The ``[check:SERVICE NAME]`` sections describe the individual service checks
to run on the host.  The ``SERVICE NAME`` aspect needs to be exactly what is
defined in the nagios configuration file under the service -> name option.

.. code-block:: none
    :caption: Example nagios definition matching

    define service {
        name        SERVICE NAME
        .....
    }

Below is a full configuration example for a service check in defined for nrdpd.

.. code-block:: ini

    [check:Load Average]
    timeout = 10
    frequency = 60
    state = enable
    host = irrelevant.example.com
    command = /usr/lib64/nagios/plugins/check_load -w 15,10,5 -c 30,25,20

* **timeout**: *optional* If the check does not complete within ``timeout``
    seconds report the check as ``CRITICAL`` to Nagios.  The type for this
    value is float.  So anything that can reasonably be converted to a float
    is valid.

    The default value is ``10.0`` and the minimum value is ``1.0``.
* **frequency**: *optional* Define how frequent to execute the check.  The
    internal algorithm for running this attempts to define this as start
    time to start time.  The only deviation to this will be if a previous
    execution time extends past the next scheduled start time.  In this case
    you will experience an offset change to the schedule.

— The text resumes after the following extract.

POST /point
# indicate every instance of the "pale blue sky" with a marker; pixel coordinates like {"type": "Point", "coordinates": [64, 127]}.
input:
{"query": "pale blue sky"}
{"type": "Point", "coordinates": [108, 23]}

    The default value is ``60.0`` and the minimum value is ``10.0``.
* **state**: *optional* Determine the state of the check.  This is really only
    useful if you are planning on doing templates.  The valid values for this
    option are:

        * **enable**: *default* Enable the check to run as described.
        * **disable**: Do not run the check at all.
        * **fake**: Send fake successful results to the nagios server.  This
            option is so that you can build a generic template for disk checks
            and then for the one oddball host in a class that doesn't have the
            specified disk, you can send in happy fake results.
* **host**: *optional* This value is used in variable substitution within the
    ``command``.  Any use of ``$host`` or ``${host}`` within the command will
    be substituted with this value.

    No validation of this value is done.  So anything you put in here can
    be used generically as a variable anywhere on the command line of the
    command.
* **command**: *required* The nagios plugin to execute.

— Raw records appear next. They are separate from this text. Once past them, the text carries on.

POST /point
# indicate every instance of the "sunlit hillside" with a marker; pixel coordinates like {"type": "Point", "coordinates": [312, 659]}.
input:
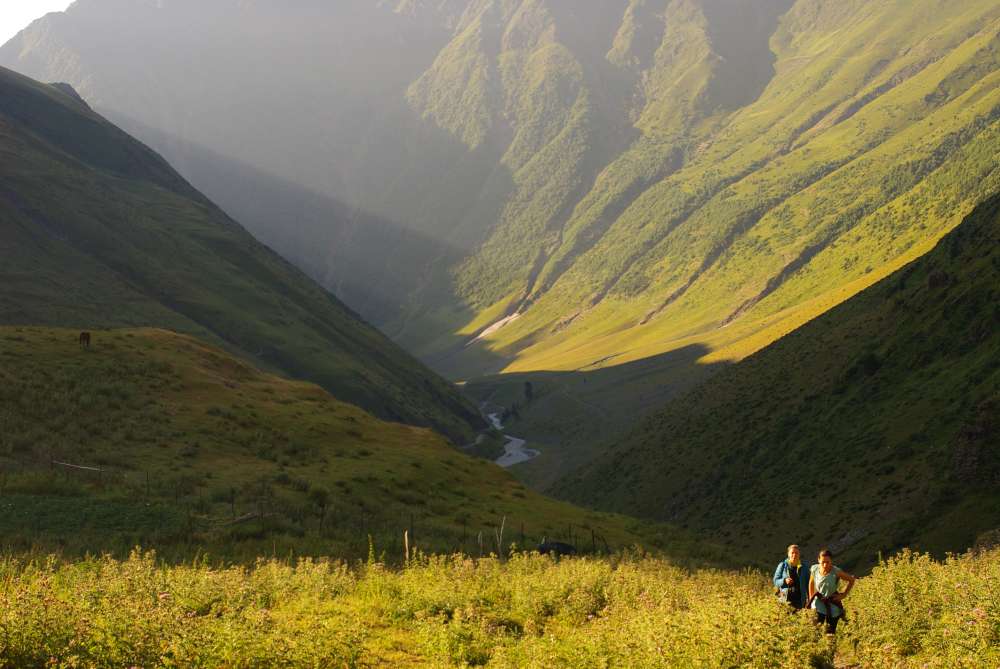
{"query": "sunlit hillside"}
{"type": "Point", "coordinates": [458, 612]}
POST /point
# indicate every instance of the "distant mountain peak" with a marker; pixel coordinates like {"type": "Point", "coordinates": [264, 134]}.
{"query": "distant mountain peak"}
{"type": "Point", "coordinates": [67, 89]}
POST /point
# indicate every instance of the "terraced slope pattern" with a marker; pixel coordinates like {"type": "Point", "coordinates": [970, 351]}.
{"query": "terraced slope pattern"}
{"type": "Point", "coordinates": [627, 178]}
{"type": "Point", "coordinates": [876, 425]}
{"type": "Point", "coordinates": [97, 231]}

    Variable substitution can be done here.  Any value that matches
    ``$variable`` or ``${variable}`` will attempt to substitue the
    corresponding values in.  This feature is primarily of use to people
    using the libnrdpd library instead of nrdpd.  It allows you to customize
    things to a great extent.   If no corresponding variable is found then
    the literal ``$variable`` or ``${variable}`` will be in the command.

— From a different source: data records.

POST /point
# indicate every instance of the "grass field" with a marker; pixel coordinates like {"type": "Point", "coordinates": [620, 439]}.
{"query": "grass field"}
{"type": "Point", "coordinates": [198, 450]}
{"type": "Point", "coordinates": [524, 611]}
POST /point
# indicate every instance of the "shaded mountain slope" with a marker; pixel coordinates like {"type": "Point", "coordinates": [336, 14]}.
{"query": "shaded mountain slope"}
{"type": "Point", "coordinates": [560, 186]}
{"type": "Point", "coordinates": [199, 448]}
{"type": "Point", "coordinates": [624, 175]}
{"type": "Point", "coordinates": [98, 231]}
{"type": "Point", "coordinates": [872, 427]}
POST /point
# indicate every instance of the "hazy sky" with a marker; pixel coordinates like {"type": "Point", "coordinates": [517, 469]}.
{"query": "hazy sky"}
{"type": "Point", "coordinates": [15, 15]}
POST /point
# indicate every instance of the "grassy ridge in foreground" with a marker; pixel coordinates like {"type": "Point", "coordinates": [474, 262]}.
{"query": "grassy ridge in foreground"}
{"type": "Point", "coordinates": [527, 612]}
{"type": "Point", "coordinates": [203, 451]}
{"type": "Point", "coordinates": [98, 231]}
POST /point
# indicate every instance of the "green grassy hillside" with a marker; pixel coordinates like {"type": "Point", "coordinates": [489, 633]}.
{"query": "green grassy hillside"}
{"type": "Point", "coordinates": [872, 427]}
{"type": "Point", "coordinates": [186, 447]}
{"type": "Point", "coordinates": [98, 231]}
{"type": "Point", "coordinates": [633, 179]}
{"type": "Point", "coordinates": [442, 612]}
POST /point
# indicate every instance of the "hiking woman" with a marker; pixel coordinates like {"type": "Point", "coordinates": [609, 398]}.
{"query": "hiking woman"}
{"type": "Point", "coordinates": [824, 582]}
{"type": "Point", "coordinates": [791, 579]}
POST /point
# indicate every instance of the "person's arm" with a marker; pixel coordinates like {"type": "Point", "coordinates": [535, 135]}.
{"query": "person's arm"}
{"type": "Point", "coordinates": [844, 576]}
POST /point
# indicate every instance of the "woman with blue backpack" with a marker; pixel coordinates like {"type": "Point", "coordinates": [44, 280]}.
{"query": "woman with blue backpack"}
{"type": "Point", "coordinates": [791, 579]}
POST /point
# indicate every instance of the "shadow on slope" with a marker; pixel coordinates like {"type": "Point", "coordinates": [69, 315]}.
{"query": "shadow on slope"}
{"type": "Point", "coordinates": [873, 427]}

Deployment Recommendations
==========================

The primary recommended deployment consists of a ``config.ini`` file with just
the ``[DEFAULT]`` and ``[config]`` sections in them.   Then deploy your generic
check template as say ``conf.d/00-linux-checks.ini``, server class specific
checks in ``conf.d/50-apache-checks.ini`` and finally any machine specific
overrides or manual checks in ``conf.d/99-local.ini``.